Fig. 8. Kindlin-2 loss impairs osteocyte spreading and dendrite formation and increases cell apoptosis.

a, b Confocal image analysis of MLO-Y4 osteocyte-like cells. Parent MLO-Y4 and Kindlin-2-deficient subclones (#10 and #20) were cultured in 8-well chambers (Thermo Fisher Scientific, Rochester, NY, USA, cat#: 154534) in a-MEM media for 24 h, followed by staining with 0.5% (v/v) Phalloidin-488 (Invitrogen, cat#, A12379). Scale bar, 15 mm. Measurements of cell area (b). *P < 0.05, versus wild-type (WT), Student’s t-test. The results are expressed as the mean ± standard deviation (s.d.). c, d Immunofluorescence (IF) staining.
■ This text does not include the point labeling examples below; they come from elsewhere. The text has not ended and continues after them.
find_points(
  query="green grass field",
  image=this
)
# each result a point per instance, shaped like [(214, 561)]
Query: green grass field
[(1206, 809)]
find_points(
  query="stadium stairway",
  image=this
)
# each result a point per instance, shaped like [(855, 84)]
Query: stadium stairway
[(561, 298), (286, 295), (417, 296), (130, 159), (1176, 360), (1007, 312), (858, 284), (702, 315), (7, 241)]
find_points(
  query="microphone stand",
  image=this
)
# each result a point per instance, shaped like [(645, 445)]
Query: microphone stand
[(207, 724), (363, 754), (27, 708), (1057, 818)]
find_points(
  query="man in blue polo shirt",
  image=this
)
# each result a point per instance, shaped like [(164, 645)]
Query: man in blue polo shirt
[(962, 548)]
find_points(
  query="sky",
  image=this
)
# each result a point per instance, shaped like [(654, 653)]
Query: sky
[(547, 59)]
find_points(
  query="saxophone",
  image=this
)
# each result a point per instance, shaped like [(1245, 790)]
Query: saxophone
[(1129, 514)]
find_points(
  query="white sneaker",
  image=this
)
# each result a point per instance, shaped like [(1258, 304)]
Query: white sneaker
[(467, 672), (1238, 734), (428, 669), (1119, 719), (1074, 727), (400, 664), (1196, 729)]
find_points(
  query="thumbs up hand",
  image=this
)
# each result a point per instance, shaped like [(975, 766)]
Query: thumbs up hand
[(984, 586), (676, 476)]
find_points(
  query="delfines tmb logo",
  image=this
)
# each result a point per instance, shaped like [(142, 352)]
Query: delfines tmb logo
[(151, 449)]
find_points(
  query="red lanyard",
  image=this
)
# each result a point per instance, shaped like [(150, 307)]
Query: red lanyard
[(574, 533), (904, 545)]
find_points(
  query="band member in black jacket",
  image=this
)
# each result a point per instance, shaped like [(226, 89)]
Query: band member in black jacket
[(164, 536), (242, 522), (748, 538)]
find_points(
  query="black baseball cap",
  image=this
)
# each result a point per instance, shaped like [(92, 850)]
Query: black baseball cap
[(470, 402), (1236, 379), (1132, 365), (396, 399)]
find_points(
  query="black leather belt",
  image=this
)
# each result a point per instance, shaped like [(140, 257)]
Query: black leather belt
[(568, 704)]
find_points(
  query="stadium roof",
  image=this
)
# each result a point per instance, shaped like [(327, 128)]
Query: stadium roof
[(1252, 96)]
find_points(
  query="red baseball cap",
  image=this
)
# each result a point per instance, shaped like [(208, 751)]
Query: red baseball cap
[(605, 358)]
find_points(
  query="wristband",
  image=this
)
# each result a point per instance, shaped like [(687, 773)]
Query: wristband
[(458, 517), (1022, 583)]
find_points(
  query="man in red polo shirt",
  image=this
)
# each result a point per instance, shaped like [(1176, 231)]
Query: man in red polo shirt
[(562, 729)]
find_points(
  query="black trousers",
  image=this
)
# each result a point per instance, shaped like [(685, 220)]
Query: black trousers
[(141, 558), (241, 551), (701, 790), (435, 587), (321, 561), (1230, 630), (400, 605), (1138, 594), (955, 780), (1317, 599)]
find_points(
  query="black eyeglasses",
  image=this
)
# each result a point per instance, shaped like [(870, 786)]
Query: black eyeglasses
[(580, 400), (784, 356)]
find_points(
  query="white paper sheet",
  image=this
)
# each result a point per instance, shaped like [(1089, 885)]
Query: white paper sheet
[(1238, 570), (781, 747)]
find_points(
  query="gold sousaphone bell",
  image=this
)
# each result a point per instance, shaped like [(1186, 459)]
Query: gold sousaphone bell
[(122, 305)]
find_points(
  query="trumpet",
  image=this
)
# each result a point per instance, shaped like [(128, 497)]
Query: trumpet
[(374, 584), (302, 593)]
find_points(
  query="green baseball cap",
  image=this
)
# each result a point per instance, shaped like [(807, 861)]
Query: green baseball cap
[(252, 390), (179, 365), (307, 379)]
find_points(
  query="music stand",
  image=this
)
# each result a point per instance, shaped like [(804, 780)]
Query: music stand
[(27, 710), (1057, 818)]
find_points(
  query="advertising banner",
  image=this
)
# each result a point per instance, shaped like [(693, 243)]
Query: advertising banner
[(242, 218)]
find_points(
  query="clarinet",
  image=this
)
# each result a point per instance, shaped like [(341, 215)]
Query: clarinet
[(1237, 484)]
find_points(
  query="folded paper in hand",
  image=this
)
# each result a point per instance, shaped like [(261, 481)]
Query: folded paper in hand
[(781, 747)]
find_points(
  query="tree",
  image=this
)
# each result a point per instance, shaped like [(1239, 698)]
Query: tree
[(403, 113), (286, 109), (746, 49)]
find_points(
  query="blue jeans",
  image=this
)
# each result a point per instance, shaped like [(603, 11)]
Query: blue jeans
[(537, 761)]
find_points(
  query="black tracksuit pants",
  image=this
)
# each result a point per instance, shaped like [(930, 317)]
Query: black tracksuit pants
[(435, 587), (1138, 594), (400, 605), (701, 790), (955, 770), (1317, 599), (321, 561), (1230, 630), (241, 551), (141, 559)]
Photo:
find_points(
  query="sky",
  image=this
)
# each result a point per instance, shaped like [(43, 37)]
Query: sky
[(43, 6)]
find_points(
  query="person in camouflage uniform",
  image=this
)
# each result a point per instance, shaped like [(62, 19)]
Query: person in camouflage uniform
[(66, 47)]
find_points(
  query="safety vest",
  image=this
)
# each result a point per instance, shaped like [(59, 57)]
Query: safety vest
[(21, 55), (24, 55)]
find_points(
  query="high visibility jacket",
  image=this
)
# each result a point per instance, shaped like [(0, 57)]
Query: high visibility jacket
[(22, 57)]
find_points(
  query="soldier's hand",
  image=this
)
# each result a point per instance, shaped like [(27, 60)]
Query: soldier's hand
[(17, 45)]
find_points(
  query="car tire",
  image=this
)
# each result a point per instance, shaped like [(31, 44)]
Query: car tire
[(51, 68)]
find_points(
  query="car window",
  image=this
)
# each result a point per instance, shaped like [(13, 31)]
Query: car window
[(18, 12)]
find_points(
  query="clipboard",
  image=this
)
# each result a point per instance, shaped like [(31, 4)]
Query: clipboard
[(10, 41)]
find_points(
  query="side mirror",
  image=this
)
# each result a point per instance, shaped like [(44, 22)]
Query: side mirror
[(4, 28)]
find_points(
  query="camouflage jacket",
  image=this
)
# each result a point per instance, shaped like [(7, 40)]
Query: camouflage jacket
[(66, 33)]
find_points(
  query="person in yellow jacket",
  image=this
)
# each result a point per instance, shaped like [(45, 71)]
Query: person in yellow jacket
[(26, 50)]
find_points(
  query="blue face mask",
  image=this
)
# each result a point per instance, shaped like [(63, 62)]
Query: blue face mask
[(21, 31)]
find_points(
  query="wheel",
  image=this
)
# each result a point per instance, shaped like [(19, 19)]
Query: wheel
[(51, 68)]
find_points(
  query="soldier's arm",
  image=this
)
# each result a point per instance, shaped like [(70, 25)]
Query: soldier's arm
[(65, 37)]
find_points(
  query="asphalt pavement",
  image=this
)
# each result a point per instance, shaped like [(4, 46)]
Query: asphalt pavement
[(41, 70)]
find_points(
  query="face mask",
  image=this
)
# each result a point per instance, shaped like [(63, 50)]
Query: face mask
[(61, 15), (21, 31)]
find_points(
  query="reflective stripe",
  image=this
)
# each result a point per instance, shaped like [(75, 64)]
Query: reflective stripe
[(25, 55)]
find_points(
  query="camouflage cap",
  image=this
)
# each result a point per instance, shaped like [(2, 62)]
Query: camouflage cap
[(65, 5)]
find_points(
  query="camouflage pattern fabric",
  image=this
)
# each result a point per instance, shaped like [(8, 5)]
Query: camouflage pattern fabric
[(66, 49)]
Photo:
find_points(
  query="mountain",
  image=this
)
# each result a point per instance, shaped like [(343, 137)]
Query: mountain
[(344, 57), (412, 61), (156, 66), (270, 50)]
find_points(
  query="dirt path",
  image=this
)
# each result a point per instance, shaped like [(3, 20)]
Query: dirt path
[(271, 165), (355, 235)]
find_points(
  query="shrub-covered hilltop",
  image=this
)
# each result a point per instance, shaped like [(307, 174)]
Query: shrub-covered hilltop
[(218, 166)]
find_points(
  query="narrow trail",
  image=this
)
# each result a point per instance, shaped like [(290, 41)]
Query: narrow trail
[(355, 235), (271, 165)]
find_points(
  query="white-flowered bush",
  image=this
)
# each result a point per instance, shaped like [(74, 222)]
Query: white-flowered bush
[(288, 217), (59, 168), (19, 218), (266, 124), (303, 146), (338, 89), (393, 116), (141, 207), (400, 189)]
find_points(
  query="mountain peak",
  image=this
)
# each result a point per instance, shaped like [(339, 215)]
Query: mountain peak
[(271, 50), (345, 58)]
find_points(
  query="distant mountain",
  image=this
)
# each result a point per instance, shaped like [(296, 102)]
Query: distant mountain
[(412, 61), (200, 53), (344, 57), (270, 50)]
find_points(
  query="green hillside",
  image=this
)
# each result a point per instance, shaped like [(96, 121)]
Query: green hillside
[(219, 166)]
Undecalcified tibial sections of the two genotypes were stained with an anti-F-actin antibody. Scale bar, 20 mm. The numbers of osteocyte dendrites were quantified (d). N = 13 osteocytes from 6 control mice, N = 17 osteocytes from 6 Kind2-D1 mice. *P< 0.05, versus control, Student’s t-test. The results are expressed as the mean ± standard deviation (s.d.). e, f Terminal deoxynucleotidyl transferase dUTP nick end labeling (TUNEL) staining. Tibial sections of 3-month-old female Kind2-D1 mice and their control littermates were subjected to TUNEL staining (e). Quantification of apoptotic cells in the cortical bone matrix (f). Red arrows indicate apoptotic osteocytes imbedded in the bone matrix. N = 6 mice per group. *P < 0.05, versus controls, Student’s t-test. The results are expressed as the mean ± s.d. g Osteocyte density in cortical bones. *P < 0.05, versus WT, Student’s t-test. The results are expressed as the mean ± s.d. N = 9 mice for control, N = 10 mice for Kind2-D1.